This is part I of a series exploring the concepts and potential of Federated Security. See more.

Security operations teams have faced persistent challenges with data for decades. Every day, analysts and engineers grapple with massive volumes of security data scattered across numerous tools, clouds, and environments. Despite significant effort and investment, fully centralizing this data has proven elusive – often leaving teams frustrated, overworked, and lacking visibility.

We believe there’s a better way. In this series, we’re introducing Federated Security – a practical, scalable, and effective approach to managing security data without the painful costs and complexity of full centralization.

Long-Standing Challenges in Security Operations

Today’s security teams rely on numerous products, each generating vast amounts of data. Unfortunately, this data typically lives isolated in different formats, different tools, and different locations. The traditional solution of centralizing this data before operational use rarely succeeds fully. Due to economic, technical, and operational constraints, vital data often remains stranded, unusable precisely when it’s needed most.

The Problem with the Status Quo: Centralization Isn’t Working

The current approach typically involves attempting to duplicate and move security data into centralized locations like Security Information and Event Management (SIEM) platforms or cloud-based storage solutions such as data lakes or warehouses. Yet centralization faces significant hurdles:

  • High costs of ingestion, storage, and infrastructure maintenance.
  • Complex and fragile data pipelines.
  • Significant data duplication and constant movement.

Even after substantial investment, security teams rarely manage to centralize ALL the relevant data they need. The resulting data gaps represent blind spots and create operational inefficiencies, hampering effective threat detection, investigation, and response.

Introducing Federated Security: A Better Way

Federated Security is not a product – it’s a strategic approach. 

It integrates diverse security controls and the data they generate into a cohesive, interoperable framework. Crucially, it achieves centralized visibility and usability without the high cost and complexity associated with traditional centralization.

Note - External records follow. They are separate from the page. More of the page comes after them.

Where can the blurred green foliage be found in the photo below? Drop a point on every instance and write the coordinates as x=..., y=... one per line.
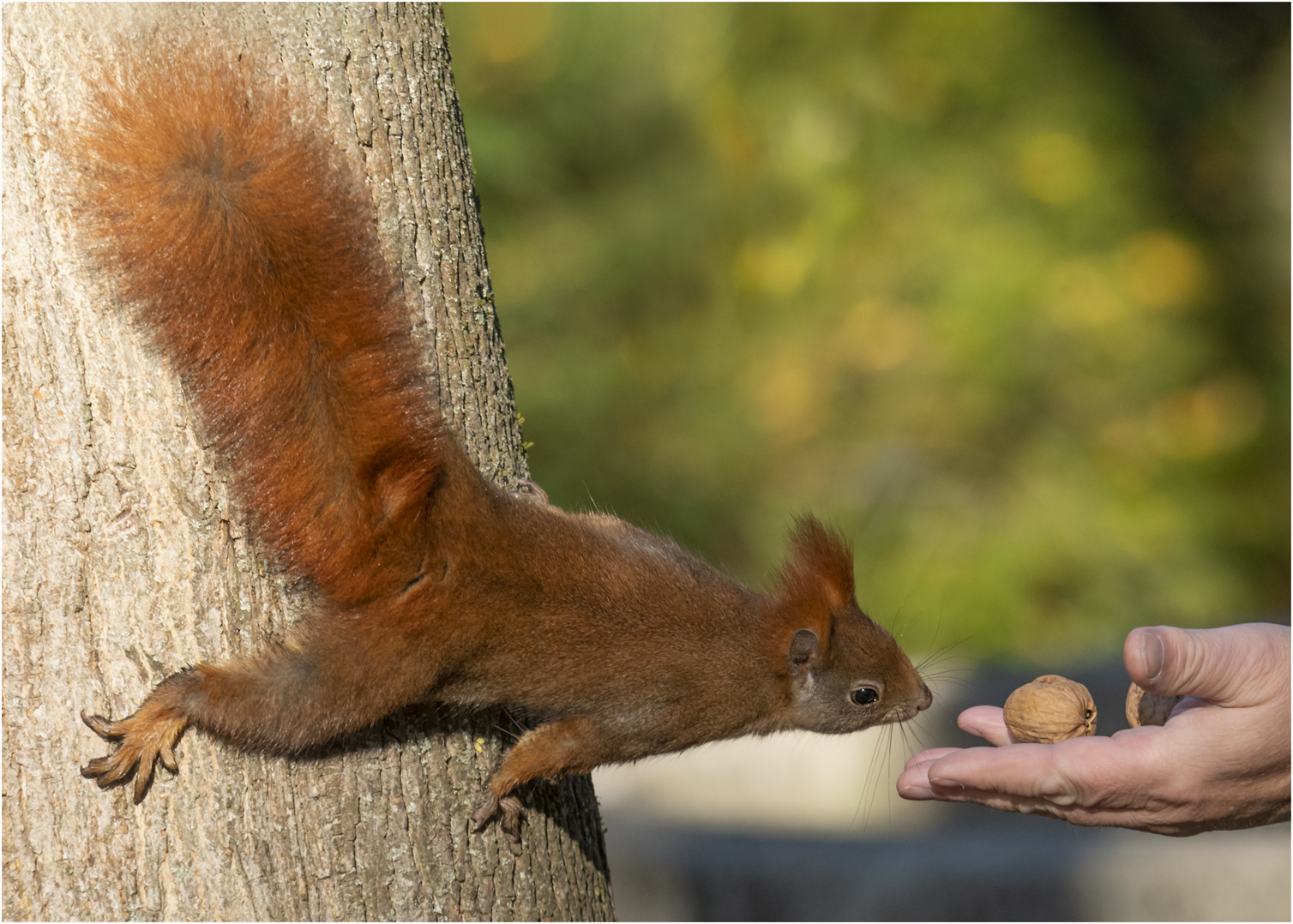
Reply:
x=1002, y=291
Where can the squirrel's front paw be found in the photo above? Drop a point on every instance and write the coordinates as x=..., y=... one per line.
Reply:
x=531, y=491
x=145, y=738
x=511, y=819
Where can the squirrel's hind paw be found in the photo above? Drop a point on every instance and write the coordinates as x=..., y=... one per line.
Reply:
x=144, y=741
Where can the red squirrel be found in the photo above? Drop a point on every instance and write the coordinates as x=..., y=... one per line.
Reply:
x=250, y=260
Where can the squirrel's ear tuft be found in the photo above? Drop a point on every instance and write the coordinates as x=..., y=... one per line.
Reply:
x=820, y=557
x=816, y=579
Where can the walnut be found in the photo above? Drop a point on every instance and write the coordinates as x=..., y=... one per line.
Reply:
x=1050, y=710
x=1148, y=708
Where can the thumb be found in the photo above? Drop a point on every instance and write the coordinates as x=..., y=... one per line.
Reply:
x=1224, y=666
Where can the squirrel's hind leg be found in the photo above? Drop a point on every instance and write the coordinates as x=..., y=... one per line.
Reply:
x=555, y=750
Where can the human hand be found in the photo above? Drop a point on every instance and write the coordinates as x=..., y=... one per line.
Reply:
x=1221, y=761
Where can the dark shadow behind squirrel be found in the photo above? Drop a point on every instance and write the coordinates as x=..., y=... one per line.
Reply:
x=249, y=257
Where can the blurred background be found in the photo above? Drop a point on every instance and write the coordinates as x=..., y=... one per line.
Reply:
x=1001, y=291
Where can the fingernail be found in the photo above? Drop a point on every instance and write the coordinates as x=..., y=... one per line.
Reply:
x=1152, y=654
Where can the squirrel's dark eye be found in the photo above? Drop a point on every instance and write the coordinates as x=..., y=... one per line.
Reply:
x=864, y=695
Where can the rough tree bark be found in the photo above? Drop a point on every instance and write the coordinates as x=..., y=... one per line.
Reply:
x=123, y=564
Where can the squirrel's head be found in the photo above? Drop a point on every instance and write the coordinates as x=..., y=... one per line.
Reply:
x=842, y=672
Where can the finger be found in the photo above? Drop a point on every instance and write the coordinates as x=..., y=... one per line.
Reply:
x=1231, y=666
x=988, y=723
x=1086, y=771
x=913, y=782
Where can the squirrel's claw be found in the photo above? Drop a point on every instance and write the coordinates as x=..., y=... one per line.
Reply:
x=142, y=745
x=511, y=819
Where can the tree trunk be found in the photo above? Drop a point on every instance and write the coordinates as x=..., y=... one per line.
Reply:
x=122, y=562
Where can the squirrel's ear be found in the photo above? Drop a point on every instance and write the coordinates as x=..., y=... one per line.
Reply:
x=817, y=578
x=803, y=645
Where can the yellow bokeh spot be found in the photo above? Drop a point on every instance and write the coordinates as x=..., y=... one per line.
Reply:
x=788, y=394
x=1217, y=417
x=1055, y=168
x=1221, y=415
x=1163, y=272
x=511, y=31
x=775, y=267
x=1080, y=295
x=875, y=338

The principles of Federated Security include:

  • Integration: Connecting directly to data sources where they reside, rather than requiring data movement.
  • Interoperability: Querying and analyzing distributed data across multiple tools seamlessly.
  • Centralized visibility: Achieving unified insights without duplicating or moving massive amounts of data.

Federation Isn’t New, But Federated Security Is

Federation concepts have long been successful in IT operations – early examples include federated databases in the 1980s, federated identity management in the 2000s, and federated search technologies more recently. Federated Security builds upon these proven approaches, extending them specifically to solve the contemporary challenges of cybersecurity data management.

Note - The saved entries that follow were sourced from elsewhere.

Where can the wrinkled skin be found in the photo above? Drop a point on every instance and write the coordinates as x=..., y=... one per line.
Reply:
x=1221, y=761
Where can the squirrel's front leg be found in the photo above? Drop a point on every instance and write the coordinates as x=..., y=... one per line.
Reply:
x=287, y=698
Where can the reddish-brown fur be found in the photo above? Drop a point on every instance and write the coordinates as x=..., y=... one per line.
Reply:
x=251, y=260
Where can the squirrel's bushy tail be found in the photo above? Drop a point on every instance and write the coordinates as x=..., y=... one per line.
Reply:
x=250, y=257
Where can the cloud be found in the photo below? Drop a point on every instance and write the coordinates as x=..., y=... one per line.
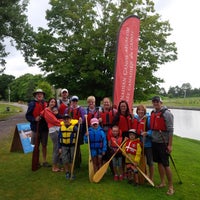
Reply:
x=183, y=17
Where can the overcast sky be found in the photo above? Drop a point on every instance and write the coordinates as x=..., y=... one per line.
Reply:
x=183, y=17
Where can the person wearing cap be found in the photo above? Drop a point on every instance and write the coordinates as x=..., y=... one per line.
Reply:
x=123, y=118
x=133, y=149
x=35, y=107
x=162, y=126
x=67, y=138
x=63, y=102
x=98, y=143
x=116, y=167
x=91, y=110
x=77, y=112
x=53, y=123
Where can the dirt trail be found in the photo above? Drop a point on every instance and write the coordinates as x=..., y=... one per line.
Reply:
x=7, y=126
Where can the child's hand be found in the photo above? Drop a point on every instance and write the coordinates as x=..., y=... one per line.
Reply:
x=100, y=120
x=144, y=134
x=80, y=120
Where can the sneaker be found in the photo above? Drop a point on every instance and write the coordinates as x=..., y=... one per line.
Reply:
x=67, y=175
x=46, y=164
x=121, y=177
x=125, y=176
x=72, y=177
x=116, y=177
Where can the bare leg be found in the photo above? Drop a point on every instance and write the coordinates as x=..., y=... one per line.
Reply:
x=151, y=172
x=161, y=170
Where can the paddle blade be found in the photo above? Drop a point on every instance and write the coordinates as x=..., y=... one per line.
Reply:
x=91, y=169
x=100, y=173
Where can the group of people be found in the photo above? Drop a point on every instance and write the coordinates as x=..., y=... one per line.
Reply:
x=109, y=130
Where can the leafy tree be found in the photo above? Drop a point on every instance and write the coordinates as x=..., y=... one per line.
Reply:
x=23, y=87
x=4, y=81
x=77, y=50
x=14, y=26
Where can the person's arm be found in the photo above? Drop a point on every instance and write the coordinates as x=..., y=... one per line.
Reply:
x=29, y=113
x=51, y=118
x=104, y=149
x=138, y=154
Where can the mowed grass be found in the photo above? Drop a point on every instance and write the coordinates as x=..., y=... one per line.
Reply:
x=18, y=182
x=7, y=110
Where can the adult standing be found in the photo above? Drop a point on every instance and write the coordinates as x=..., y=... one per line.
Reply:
x=63, y=102
x=162, y=126
x=106, y=117
x=123, y=118
x=54, y=127
x=107, y=114
x=77, y=112
x=142, y=126
x=92, y=111
x=35, y=107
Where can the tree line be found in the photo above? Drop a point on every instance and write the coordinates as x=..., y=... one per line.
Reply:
x=21, y=89
x=77, y=49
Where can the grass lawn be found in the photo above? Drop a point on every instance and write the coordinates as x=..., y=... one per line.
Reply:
x=18, y=182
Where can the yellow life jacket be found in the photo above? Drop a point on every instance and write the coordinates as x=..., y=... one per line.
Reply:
x=68, y=136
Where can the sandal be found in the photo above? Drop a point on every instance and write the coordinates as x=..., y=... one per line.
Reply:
x=170, y=191
x=160, y=186
x=55, y=170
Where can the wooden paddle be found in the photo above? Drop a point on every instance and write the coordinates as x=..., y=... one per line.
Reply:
x=142, y=163
x=36, y=151
x=100, y=173
x=90, y=163
x=145, y=176
x=75, y=148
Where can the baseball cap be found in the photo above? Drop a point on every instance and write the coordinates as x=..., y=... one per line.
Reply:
x=94, y=121
x=66, y=116
x=132, y=131
x=38, y=91
x=157, y=98
x=64, y=90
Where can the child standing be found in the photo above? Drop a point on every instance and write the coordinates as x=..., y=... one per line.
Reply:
x=98, y=143
x=117, y=160
x=67, y=138
x=133, y=149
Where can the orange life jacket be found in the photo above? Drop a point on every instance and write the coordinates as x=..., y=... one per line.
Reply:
x=131, y=146
x=39, y=107
x=157, y=121
x=113, y=145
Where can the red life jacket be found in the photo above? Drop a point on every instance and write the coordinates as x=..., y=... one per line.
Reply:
x=91, y=115
x=157, y=121
x=74, y=112
x=107, y=117
x=113, y=145
x=125, y=123
x=131, y=146
x=62, y=108
x=109, y=135
x=140, y=125
x=39, y=107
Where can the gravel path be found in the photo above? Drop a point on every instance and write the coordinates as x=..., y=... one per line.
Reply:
x=7, y=126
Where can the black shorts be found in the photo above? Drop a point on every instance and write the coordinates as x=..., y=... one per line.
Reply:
x=149, y=156
x=160, y=154
x=43, y=138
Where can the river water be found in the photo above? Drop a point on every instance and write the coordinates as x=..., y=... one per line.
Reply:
x=186, y=123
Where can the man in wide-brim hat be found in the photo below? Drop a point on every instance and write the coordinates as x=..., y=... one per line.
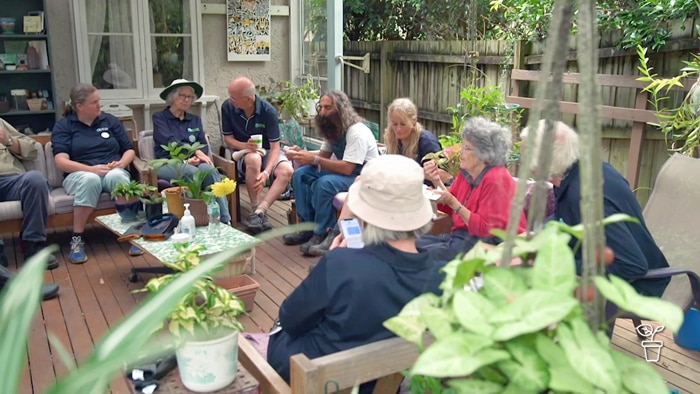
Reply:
x=174, y=123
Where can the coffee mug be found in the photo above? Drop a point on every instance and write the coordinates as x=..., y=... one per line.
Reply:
x=257, y=138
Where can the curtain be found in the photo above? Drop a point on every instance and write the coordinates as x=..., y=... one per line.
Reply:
x=95, y=15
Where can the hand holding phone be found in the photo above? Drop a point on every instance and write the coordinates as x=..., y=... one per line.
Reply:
x=352, y=232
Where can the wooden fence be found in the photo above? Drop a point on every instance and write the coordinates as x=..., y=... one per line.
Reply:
x=433, y=73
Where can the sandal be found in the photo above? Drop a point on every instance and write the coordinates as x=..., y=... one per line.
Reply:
x=153, y=371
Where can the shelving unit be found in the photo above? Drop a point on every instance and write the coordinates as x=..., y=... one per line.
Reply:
x=32, y=80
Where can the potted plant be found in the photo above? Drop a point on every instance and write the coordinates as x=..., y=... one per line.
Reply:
x=179, y=154
x=523, y=329
x=205, y=323
x=126, y=199
x=152, y=202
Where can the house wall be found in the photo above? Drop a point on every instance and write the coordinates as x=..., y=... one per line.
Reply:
x=218, y=71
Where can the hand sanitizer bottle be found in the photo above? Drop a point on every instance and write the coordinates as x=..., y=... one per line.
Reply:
x=187, y=222
x=165, y=201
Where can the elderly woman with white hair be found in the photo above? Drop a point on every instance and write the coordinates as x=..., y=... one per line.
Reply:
x=634, y=247
x=174, y=123
x=479, y=200
x=344, y=300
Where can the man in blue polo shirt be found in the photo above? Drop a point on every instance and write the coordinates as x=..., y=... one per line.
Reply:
x=245, y=114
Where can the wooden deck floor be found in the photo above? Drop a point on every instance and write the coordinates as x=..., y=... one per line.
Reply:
x=96, y=295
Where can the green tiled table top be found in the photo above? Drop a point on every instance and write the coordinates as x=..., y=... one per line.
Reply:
x=228, y=237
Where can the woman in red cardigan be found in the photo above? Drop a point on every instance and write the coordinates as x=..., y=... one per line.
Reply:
x=479, y=200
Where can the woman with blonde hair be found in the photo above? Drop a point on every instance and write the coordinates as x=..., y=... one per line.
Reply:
x=405, y=136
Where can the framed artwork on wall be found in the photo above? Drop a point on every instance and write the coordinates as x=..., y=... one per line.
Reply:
x=248, y=30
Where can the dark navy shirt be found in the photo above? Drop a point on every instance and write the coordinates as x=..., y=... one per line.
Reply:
x=634, y=247
x=168, y=128
x=264, y=121
x=102, y=142
x=344, y=300
x=427, y=143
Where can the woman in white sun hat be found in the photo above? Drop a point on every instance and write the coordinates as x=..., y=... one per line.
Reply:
x=351, y=292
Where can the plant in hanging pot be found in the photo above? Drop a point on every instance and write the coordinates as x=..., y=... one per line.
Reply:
x=179, y=154
x=299, y=101
x=205, y=322
x=126, y=199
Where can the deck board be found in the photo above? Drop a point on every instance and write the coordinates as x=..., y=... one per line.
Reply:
x=96, y=296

Practical Capabilities of Federated Security

Federated Security offers tangible capabilities that directly address the challenges security practitioners face:

  • Federated Search: Analysts and investigators query multiple, diverse, distributed data sources in real-time, eliminating delays and blind spots.
  • Federated Analytics: Teams perform analytics directly on live, decentralized data, significantly reducing latency, cost, and complexity traditionally associated with data pipelines and ETL processes.
  • Federated Detections: Detection engineers and threat hunters write and execute detection logic seamlessly across multiple data sources without data duplication, accelerating threat identification and response.

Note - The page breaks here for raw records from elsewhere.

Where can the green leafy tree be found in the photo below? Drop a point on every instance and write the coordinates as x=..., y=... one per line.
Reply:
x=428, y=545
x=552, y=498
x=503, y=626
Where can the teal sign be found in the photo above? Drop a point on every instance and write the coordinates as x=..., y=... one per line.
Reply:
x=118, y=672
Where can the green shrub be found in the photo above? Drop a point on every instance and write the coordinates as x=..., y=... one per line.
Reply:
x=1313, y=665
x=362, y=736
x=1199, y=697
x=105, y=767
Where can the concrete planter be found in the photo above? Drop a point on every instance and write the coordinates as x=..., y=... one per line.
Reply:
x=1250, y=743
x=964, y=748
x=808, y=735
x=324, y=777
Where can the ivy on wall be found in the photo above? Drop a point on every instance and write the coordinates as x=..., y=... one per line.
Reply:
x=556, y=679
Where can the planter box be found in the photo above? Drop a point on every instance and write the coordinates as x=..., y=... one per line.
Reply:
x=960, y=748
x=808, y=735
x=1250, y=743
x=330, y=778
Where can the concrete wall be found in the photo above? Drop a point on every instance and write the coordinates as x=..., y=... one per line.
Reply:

It’s important to note that Federated Security does not necessarily eliminate the need to move data – rather, it optimizes it. Data mobility still has a valuable place, but instead of the traditional assumption that all data must be duplicated and moved, Federated Security supports moving data only selectively and strategically, based on specific, targeted use cases.

Real-World Impact: Why Practitioners Should Care

Federated Security is not just theoretical – it’s already proving its value:

  • Faster, more comprehensive investigations and threat hunting – real-time queries across distributed data sources drastically improve response times.
  • Cost reductions – teams leveraging Federated Security significantly lower their storage and ingestion costs.
  • Immediate operational benefits – faster onboarding of new data sources and simpler operational workflows without extensive engineering or professional services.

Federated Security: The Name Matters Less Than the Approach

In the industry, you might hear similar concepts referred to by various names: Cybersecurity Mesh Architecture (CSMA), Security Mesh, Security Fabric, or Security Data Mesh. Frankly, the specific terminology isn’t as important to us as the core idea. Rather than focusing on labels, we’re encouraging security teams and practitioners to reconsider the long-held assumption that they must centralize all security data. The name doesn’t matter nearly as much as consideration of the benefits of adopting a practical, federated approach.

Conclusion

Federated Security offers security operations teams immediate, material benefits: cost-effectiveness, operational efficiency, and better security outcomes, all achieved without forced data centralization. In upcoming posts, we’ll dive deeper into specific applications of Federated Security, including investigations & threat hunting, integrations with platforms like Splunk, and modern security data architectures.

The future of effective security operations is Federated and it’s here now.